なかなか遠出ができないのでスキマ時間に那覇市内の某史跡公園でバードウォッチング。
琉球の面影を残す池のほとりで、一羽のダイサギに出会いました。



沖縄では冬鳥として知られるダイサギ。
多くの成鳥が北を目指す中、一部は夏の間も島に留まります。
今回の個体は夏羽に換羽しつつも、婚姻色や冠羽が見られないので今夏は繁殖に参加しない若い個体と推測されます。

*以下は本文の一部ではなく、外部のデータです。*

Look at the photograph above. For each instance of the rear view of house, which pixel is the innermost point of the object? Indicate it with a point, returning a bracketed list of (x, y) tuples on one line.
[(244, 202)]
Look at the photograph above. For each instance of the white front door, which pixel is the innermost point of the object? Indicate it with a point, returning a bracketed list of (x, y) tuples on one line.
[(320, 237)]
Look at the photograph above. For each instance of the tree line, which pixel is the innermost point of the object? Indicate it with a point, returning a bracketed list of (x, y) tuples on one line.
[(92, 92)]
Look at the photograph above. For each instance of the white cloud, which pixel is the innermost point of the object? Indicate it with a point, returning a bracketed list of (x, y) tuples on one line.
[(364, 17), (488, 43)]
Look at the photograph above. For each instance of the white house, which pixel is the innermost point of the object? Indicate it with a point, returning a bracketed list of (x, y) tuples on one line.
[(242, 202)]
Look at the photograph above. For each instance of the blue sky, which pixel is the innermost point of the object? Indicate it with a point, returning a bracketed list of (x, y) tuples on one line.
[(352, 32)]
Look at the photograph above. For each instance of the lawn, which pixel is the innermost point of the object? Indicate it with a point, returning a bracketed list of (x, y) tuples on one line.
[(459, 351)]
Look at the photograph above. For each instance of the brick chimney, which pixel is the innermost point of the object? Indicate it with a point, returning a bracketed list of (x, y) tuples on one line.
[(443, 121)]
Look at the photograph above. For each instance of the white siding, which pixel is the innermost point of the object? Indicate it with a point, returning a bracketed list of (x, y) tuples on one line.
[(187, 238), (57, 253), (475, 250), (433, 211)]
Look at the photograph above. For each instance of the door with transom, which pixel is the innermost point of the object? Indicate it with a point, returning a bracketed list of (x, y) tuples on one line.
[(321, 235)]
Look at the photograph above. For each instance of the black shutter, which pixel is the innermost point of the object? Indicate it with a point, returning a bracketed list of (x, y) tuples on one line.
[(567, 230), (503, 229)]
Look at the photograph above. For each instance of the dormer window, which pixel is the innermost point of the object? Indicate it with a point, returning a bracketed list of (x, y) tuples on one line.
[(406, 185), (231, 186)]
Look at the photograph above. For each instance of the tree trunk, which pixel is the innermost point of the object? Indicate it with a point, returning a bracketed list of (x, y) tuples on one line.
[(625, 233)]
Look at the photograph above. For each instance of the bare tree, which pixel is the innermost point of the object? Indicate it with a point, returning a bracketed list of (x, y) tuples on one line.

繁殖に参加しないなら莫大なエネルギーを消費してシベリアへ渡るよりこの地に留まる。
若鳥ならではの、合理的で賢明な選択と言えるかもしれません。
何かを見つけたようで対岸に移動します。




対岸へ移動した直後、劇的な瞬間を捉えました。
狙いを定め、草むらから引きずり出したのは大きなネズミ。
クマネズミかドブネズミか。
体長より尾が長いのでクマネズミかな。



魚だけでなく哺乳類までも飲み込むその姿に、彼らの「悪食」と称される逞しさを思い知らされます。



この日、池を独占していたのはこの一羽のみ。
普段は首里城公園や金城ダム周辺など、都市部の河川でも頻繁に採餌する姿が見られます。
ここで、沖縄におけるサギ類の繁殖事情を整理しておきます。
| 種類 | 区分 | 繁殖の特徴 |
| ダイサギ | 冬鳥(越夏あり) | 沖縄での繁殖は未確認 |
| アマサギ | 夏鳥 | 水田近くの林などで集団営巣(コロニー)を作る |
| コサギ | 留鳥 | 各地の水辺や林で一年中繁殖が確認される |
| ゴイサギ | 留鳥(夜行性) | 樹上に営巣。夕刻から活動を強める |
沖縄では間もなく梅雨に入ります。
長雨の晴れ間を縫って、次はサギたちの慌ただしい子育ての様子を追いかけたいと思います。